Ma le categorie di Cisl e Uil hanno rilanciato chiedendo un aumento di 136 euro nel triennio tutti concentrati sui minimi tabellari. Una richiesta che le aziende avrebbero considerato "irricevibile". Il confronto, portato avanti unitariamente dai sindacati, a quanto si apprende, per ora è sospeso e le parti proveranno a riprenderlo a settembre.

22/07/2009 16:05

CONTRATTI - Alimentaristi, Cisl e Uil rompono la trattativa
Dopo oltre 80 ore di negoziato Fai Cisl e Uila Uil ieri hanno deciso di abbandonare il tavolo di trattative per il rinnovo del contratto nazionale dell'industria alimentare. Nel corso del negoziato, le due organizzazioni avevano più volte manifestato la propria disponibilità a firmare un aumento salariale a soli 117 euro, salvo poi abbandonare il tavolo rendendo impossibile il rinnovo del contratto quando si era arrivati a un'ipotesi di accordo orientata su un aumento salariale di 136 euro, come voluto dalla Flai Cgil. Quest'ultima cifra, spiega la stessa Flai, è superiore all'indice Ipca previsto dall'accordo separato del 22 gennaio. Sarà stato per questo motivo, cioè per non sconfessare il nuovo modello, che la trattativa - a quanto affermano fonti presenti al tavolo - sarebbe stata bloccata direttamente da Alberto Bombassei (Confindustria) e Raffaele Bonanni (Cisl). Ora Cisl e Uil procedono verso lo sciopero generale, mentre la Cgil - insieme a Federalimentare - vorrebbe provare a riaprire il tavolo.

23.7.09 MANIFESTO

 

Ccnl alimentare: Flai, sono Fai e Uila che hanno lasciato il tavolo

Dopo oltre 80 ore di negoziato Fai Cisl e Uila Uil hanno deciso di abbandonare il tavolo di trattative per il rinnovo del Ccnl dell’industria alimentare. E' quanto afferma la Flai Cgil in una nota.
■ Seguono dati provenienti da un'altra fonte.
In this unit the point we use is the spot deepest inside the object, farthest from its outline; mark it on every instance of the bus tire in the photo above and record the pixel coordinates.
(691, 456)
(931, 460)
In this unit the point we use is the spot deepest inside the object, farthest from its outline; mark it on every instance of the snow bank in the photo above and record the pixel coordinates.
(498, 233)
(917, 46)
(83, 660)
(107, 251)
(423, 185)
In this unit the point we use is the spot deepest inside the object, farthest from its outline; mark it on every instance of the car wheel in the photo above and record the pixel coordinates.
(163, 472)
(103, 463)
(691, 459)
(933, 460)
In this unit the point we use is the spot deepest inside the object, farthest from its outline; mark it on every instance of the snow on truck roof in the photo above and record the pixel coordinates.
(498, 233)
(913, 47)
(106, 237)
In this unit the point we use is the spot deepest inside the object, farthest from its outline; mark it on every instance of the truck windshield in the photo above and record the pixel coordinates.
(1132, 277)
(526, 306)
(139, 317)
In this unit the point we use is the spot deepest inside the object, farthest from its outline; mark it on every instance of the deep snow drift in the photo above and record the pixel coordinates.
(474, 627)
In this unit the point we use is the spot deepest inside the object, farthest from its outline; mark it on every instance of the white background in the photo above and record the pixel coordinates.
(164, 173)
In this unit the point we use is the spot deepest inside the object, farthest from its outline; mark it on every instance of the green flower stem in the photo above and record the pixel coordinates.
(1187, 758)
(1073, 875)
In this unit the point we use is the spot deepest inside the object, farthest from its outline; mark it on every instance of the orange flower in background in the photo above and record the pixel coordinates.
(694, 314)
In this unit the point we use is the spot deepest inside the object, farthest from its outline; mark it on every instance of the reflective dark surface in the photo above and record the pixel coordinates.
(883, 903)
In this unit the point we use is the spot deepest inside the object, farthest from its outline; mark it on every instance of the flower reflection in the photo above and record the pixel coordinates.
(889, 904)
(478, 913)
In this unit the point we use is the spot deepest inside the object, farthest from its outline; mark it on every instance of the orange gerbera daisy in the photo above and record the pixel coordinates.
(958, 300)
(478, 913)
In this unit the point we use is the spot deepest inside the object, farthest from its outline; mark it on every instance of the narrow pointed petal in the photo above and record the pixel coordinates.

Nel corso del negoziato, spiega il sindacato degli alimentaristi, le organizzazioni hanno più volte manifestato la propria disponibilità a firmare un aumento salariale a soli 117 euro, salvo poi abbandonare il tavolo rendendo impossibile il rinnovo del contratto quando si era arrivati ad un’ipotesi di accordo tra le parti orientata su un aumento salariale di 136 euro, come voluto dalla Flai.
“Fai e Uila si sono assunte la responsabilità di negare ai lavoratori dell’industria alimentare un rinnovo del contratto basato su una piattaforma unitaria e su una trattativa che stava portando ad un importante risultato sia salariale che normativo – dichiara la segretaria generale della Flai, Stefania Crogi -, dimostrando come sul tavolo non abbiano pesato reali posizioni di merito, ma la deliberata scelta politica di non arrivare ad un rinnovo contrattuale unitario e di rinviare la discussione a settembre quando il quadro delle relazioni industriali sarà reso ancor più complicato dall’avvio delle trattative in altri settori produttivi”.
“La trattativa – spiega ancora la segretaria – era riuscita a difendere la centralità del contratto nazionale, ad assicurare il ruolo negoziale delle parti e non presentava deroghe né elementi salariali esterni alla trattativa. A fronte di questa situazione - conclude - chiediamo con forza alla Federalimentare di riconvocare immediatamente le parti per concludere la trattativa per il rinnovo del contratto, riconfermando le soluzioni negoziali fin qui individuate”.